与党は新党首にムナンガグワ前第1副大統領(75)を指名。大統領夫人であるグレース氏(52)の要職からの追放も決めた。ムナンガグワ氏とグレース氏はムガベ氏の後継者の座を巡り対立。グレース氏への禅譲を画策したムガベ氏は6日にムナンガグワ氏を第1副大統領から突然解任した。

国軍は自宅軟禁下に置くムガベ氏の大統領辞任を迫る見通し。19日に軍との交渉に向かうムガベ氏を乗せた車列が自宅を出発したとされる。軍はムナンガグワ氏と関係が深いうえ、グレース氏の資質も問題視していた。

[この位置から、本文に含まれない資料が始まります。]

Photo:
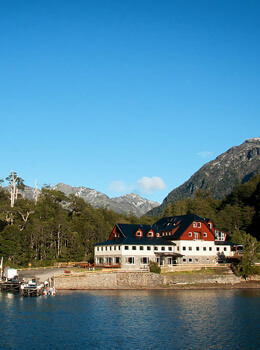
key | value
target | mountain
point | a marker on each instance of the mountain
(219, 176)
(129, 203)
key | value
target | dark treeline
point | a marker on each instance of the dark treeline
(56, 228)
(238, 214)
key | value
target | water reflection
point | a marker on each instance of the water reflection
(210, 319)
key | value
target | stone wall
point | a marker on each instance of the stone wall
(112, 280)
(136, 280)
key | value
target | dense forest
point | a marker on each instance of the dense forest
(55, 228)
(59, 228)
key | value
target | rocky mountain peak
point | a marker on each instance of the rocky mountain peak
(219, 176)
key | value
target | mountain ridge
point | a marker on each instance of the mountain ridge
(219, 176)
(131, 203)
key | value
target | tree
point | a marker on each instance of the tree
(250, 256)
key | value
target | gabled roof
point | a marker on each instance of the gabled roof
(181, 222)
(129, 236)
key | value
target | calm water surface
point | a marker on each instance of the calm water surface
(165, 320)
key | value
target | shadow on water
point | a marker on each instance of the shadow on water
(132, 319)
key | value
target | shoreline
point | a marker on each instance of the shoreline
(247, 285)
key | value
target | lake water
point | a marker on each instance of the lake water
(208, 319)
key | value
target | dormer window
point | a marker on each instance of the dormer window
(150, 234)
(139, 233)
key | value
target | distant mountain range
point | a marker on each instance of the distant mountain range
(219, 176)
(127, 204)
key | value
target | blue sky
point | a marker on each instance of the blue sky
(125, 96)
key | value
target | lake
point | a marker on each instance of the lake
(188, 319)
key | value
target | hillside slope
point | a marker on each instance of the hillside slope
(219, 176)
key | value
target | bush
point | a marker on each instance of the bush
(154, 267)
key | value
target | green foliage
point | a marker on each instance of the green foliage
(154, 267)
(57, 228)
(250, 255)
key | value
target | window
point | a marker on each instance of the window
(145, 260)
(131, 260)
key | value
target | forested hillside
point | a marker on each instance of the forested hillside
(56, 228)
(61, 228)
(237, 214)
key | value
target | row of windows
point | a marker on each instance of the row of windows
(131, 260)
(196, 235)
(147, 247)
(108, 248)
(191, 260)
(204, 249)
(134, 247)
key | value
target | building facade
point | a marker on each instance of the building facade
(186, 239)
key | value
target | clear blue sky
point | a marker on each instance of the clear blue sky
(121, 96)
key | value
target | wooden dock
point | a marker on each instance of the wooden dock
(10, 286)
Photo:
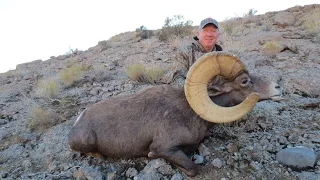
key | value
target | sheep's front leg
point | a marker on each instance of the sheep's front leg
(178, 158)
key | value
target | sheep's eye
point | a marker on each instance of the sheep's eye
(245, 81)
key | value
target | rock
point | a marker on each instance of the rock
(231, 147)
(177, 176)
(309, 176)
(111, 175)
(146, 175)
(165, 169)
(88, 173)
(255, 165)
(131, 172)
(284, 19)
(154, 164)
(203, 150)
(297, 157)
(217, 163)
(197, 159)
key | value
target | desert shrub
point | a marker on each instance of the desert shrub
(72, 74)
(100, 73)
(175, 26)
(70, 51)
(104, 45)
(271, 47)
(48, 88)
(140, 73)
(40, 118)
(143, 32)
(231, 26)
(312, 24)
(251, 12)
(174, 42)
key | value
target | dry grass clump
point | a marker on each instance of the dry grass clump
(40, 118)
(231, 26)
(143, 32)
(140, 73)
(104, 45)
(48, 88)
(72, 74)
(175, 26)
(271, 47)
(312, 23)
(10, 140)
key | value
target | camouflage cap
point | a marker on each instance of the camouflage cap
(208, 21)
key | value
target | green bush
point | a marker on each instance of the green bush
(48, 88)
(251, 12)
(143, 32)
(140, 73)
(72, 74)
(175, 26)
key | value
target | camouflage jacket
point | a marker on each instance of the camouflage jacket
(186, 56)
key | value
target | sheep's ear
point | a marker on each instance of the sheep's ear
(215, 90)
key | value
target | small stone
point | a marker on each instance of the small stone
(165, 169)
(217, 163)
(111, 176)
(232, 148)
(255, 165)
(203, 150)
(197, 159)
(177, 176)
(131, 172)
(298, 157)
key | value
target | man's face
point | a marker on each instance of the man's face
(208, 36)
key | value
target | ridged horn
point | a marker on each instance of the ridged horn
(195, 87)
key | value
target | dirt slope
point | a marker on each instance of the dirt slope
(242, 150)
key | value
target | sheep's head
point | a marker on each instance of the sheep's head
(238, 85)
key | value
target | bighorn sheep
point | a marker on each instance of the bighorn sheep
(163, 121)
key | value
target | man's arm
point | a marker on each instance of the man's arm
(182, 65)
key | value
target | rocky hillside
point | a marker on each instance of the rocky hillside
(40, 101)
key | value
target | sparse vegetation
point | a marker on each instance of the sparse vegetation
(251, 12)
(175, 26)
(271, 47)
(70, 51)
(48, 88)
(140, 73)
(312, 23)
(40, 118)
(231, 26)
(143, 32)
(104, 45)
(72, 74)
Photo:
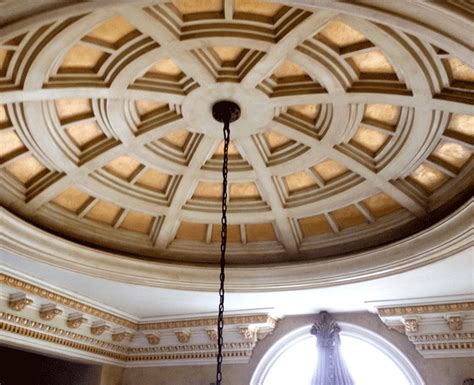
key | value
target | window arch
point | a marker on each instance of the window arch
(381, 361)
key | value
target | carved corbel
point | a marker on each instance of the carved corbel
(212, 334)
(49, 311)
(18, 301)
(248, 333)
(411, 325)
(98, 328)
(455, 322)
(75, 321)
(118, 337)
(398, 328)
(263, 333)
(183, 336)
(153, 339)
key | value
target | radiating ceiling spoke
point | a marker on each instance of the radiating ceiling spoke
(183, 59)
(184, 192)
(280, 50)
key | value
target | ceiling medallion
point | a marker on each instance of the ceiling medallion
(355, 132)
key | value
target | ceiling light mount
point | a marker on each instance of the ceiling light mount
(226, 111)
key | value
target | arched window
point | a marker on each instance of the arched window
(371, 359)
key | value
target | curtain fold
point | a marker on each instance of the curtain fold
(331, 368)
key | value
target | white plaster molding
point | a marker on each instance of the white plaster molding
(449, 236)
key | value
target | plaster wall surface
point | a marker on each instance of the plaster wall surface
(444, 371)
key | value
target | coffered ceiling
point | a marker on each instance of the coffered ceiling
(353, 133)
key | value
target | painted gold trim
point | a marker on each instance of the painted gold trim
(426, 309)
(203, 322)
(63, 300)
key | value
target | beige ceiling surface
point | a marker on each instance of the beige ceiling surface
(353, 134)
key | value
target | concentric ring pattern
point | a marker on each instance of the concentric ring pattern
(353, 133)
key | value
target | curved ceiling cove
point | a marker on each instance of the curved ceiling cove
(353, 133)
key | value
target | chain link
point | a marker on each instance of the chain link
(220, 318)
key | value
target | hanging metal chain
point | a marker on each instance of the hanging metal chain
(220, 318)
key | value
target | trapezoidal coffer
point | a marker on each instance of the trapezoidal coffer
(354, 133)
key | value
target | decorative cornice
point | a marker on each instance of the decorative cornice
(455, 323)
(63, 300)
(49, 329)
(75, 322)
(153, 339)
(411, 326)
(183, 336)
(426, 309)
(118, 337)
(48, 313)
(204, 322)
(18, 304)
(436, 329)
(97, 330)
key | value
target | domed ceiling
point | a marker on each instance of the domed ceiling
(353, 133)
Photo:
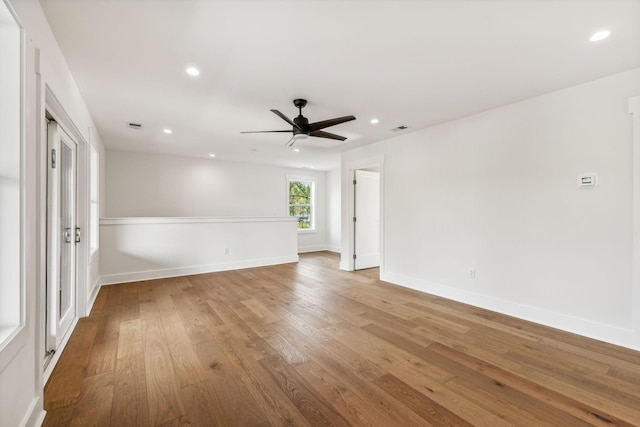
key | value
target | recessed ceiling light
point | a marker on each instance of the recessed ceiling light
(192, 71)
(600, 35)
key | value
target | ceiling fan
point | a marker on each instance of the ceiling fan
(301, 127)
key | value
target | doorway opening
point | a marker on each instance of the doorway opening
(362, 216)
(366, 218)
(63, 235)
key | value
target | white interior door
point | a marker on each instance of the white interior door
(61, 235)
(367, 219)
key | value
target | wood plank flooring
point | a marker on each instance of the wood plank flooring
(309, 345)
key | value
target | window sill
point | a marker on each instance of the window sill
(307, 231)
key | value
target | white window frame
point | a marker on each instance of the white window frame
(94, 200)
(314, 184)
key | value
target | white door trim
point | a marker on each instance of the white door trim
(348, 199)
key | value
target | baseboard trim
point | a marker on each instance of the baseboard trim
(35, 414)
(93, 295)
(54, 359)
(607, 333)
(313, 248)
(136, 276)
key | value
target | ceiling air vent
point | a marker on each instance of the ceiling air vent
(135, 125)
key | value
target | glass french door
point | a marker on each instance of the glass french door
(61, 235)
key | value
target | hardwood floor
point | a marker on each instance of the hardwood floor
(307, 344)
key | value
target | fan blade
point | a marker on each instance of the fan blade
(285, 118)
(323, 134)
(331, 122)
(291, 141)
(266, 131)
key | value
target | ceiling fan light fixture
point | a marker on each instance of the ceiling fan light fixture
(193, 71)
(600, 35)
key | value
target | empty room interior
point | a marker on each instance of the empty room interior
(306, 212)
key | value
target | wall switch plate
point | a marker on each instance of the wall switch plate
(588, 180)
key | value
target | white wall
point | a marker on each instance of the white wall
(136, 249)
(334, 195)
(497, 192)
(21, 381)
(159, 185)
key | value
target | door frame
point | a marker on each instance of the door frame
(57, 323)
(348, 202)
(356, 195)
(48, 104)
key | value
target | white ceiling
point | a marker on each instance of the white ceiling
(406, 62)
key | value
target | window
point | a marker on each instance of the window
(301, 194)
(11, 179)
(94, 197)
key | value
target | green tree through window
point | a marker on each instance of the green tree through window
(301, 203)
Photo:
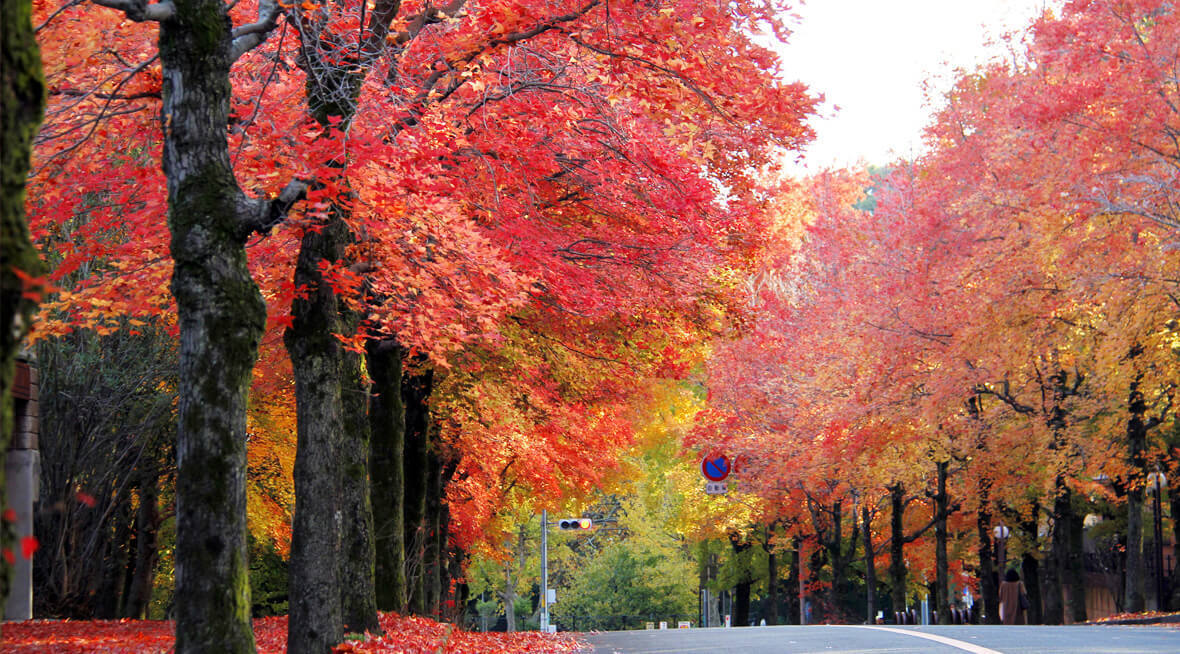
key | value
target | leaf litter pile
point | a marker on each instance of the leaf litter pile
(402, 635)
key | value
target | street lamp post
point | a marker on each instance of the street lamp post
(1156, 481)
(1001, 534)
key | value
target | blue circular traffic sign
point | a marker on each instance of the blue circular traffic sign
(715, 469)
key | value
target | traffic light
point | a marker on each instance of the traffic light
(571, 524)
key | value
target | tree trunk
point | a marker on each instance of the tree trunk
(794, 588)
(21, 108)
(870, 566)
(415, 394)
(897, 547)
(1136, 446)
(772, 587)
(356, 570)
(1059, 560)
(146, 549)
(316, 622)
(221, 316)
(1030, 568)
(387, 420)
(432, 521)
(989, 587)
(942, 574)
(1076, 568)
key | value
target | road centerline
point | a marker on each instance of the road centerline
(949, 641)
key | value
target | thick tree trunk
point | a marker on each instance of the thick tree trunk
(942, 574)
(316, 621)
(387, 420)
(870, 566)
(21, 106)
(897, 547)
(221, 316)
(415, 394)
(356, 571)
(989, 587)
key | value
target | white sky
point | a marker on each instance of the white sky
(871, 59)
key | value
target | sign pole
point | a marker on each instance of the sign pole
(544, 571)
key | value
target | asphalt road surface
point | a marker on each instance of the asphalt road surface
(893, 640)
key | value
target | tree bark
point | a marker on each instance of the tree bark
(870, 566)
(1059, 560)
(1136, 446)
(316, 622)
(415, 394)
(358, 580)
(942, 574)
(897, 547)
(793, 586)
(1075, 570)
(221, 316)
(387, 419)
(146, 549)
(989, 587)
(1030, 568)
(21, 108)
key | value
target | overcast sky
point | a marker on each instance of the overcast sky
(871, 58)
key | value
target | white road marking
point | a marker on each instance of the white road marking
(959, 643)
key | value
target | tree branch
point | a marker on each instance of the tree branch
(251, 34)
(139, 11)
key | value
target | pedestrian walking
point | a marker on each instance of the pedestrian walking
(1014, 601)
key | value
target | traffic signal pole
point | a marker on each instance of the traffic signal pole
(544, 571)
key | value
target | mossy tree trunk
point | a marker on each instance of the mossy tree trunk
(387, 420)
(21, 108)
(316, 622)
(222, 316)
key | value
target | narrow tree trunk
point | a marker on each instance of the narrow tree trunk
(772, 588)
(989, 587)
(432, 522)
(1136, 446)
(1076, 568)
(942, 574)
(146, 549)
(356, 573)
(1030, 567)
(316, 622)
(870, 566)
(221, 318)
(1059, 560)
(387, 419)
(415, 393)
(21, 108)
(793, 584)
(897, 547)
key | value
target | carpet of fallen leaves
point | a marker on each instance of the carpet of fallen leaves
(402, 635)
(1142, 616)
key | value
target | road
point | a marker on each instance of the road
(893, 640)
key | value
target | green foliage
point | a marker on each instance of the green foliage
(268, 580)
(630, 577)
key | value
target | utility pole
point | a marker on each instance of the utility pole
(544, 571)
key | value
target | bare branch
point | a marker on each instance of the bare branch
(251, 34)
(139, 11)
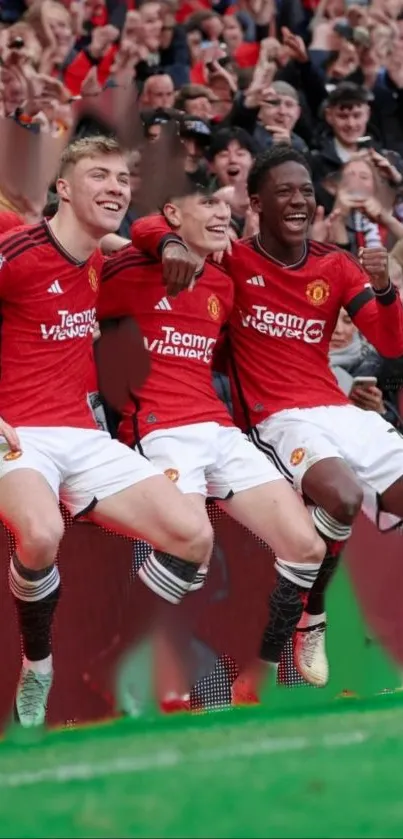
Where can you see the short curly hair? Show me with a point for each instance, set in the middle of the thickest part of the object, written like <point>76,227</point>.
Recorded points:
<point>278,154</point>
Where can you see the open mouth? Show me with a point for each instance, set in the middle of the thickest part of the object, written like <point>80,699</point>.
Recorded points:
<point>296,221</point>
<point>218,230</point>
<point>110,206</point>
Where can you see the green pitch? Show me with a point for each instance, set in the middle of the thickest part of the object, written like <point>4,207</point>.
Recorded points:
<point>334,773</point>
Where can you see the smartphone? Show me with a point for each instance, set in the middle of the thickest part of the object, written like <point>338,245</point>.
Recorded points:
<point>364,381</point>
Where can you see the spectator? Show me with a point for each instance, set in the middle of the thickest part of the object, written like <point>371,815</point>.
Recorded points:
<point>158,92</point>
<point>195,100</point>
<point>351,357</point>
<point>347,115</point>
<point>277,117</point>
<point>362,219</point>
<point>230,156</point>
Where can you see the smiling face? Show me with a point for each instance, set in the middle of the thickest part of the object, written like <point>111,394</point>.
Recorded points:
<point>286,204</point>
<point>349,122</point>
<point>97,188</point>
<point>201,221</point>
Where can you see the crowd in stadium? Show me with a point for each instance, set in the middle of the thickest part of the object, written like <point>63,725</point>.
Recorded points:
<point>266,137</point>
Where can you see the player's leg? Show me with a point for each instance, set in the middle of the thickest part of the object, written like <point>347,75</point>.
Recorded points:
<point>117,488</point>
<point>29,508</point>
<point>380,461</point>
<point>135,498</point>
<point>313,459</point>
<point>182,454</point>
<point>264,502</point>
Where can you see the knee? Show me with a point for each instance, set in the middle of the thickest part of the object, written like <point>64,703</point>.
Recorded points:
<point>346,504</point>
<point>38,542</point>
<point>312,549</point>
<point>200,540</point>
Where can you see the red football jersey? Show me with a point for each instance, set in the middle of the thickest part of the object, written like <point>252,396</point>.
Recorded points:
<point>47,321</point>
<point>283,319</point>
<point>180,334</point>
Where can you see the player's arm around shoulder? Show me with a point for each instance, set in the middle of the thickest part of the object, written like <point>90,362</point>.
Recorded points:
<point>121,274</point>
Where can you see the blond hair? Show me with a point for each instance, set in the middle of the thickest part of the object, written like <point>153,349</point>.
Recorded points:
<point>88,147</point>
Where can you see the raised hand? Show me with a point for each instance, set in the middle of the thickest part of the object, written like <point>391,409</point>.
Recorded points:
<point>375,262</point>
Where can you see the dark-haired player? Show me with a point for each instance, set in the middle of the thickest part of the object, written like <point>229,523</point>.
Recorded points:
<point>177,420</point>
<point>288,294</point>
<point>50,445</point>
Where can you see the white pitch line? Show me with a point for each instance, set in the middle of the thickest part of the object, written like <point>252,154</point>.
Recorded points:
<point>167,759</point>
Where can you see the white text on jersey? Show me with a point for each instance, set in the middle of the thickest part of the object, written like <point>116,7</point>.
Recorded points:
<point>284,325</point>
<point>182,344</point>
<point>71,325</point>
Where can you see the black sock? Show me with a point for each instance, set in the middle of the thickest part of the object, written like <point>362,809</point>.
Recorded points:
<point>285,612</point>
<point>36,594</point>
<point>315,603</point>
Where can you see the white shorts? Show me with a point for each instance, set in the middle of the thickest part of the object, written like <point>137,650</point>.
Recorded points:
<point>209,459</point>
<point>296,439</point>
<point>81,465</point>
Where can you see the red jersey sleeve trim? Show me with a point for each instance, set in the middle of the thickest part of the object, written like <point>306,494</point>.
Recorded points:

1980年の独立以来、ムガベ氏は実権を握ってきた。反対派の弾圧や選挙の不正疑惑がつきまとい、欧米から「独裁者」と批判されてきた。欧米から経済制裁を受け、経済は疲弊している。高齢のムガベ氏は健康不安を抱えるとされ、後継者が焦点となってきた。

首都ハラレを中心にムガベ氏の大統領退任を訴えるデモの勢いは増すばかりだ。弾圧や経済的な疲弊もあって国民の支持は既に失っており、大統領退任も時間の問題となっている。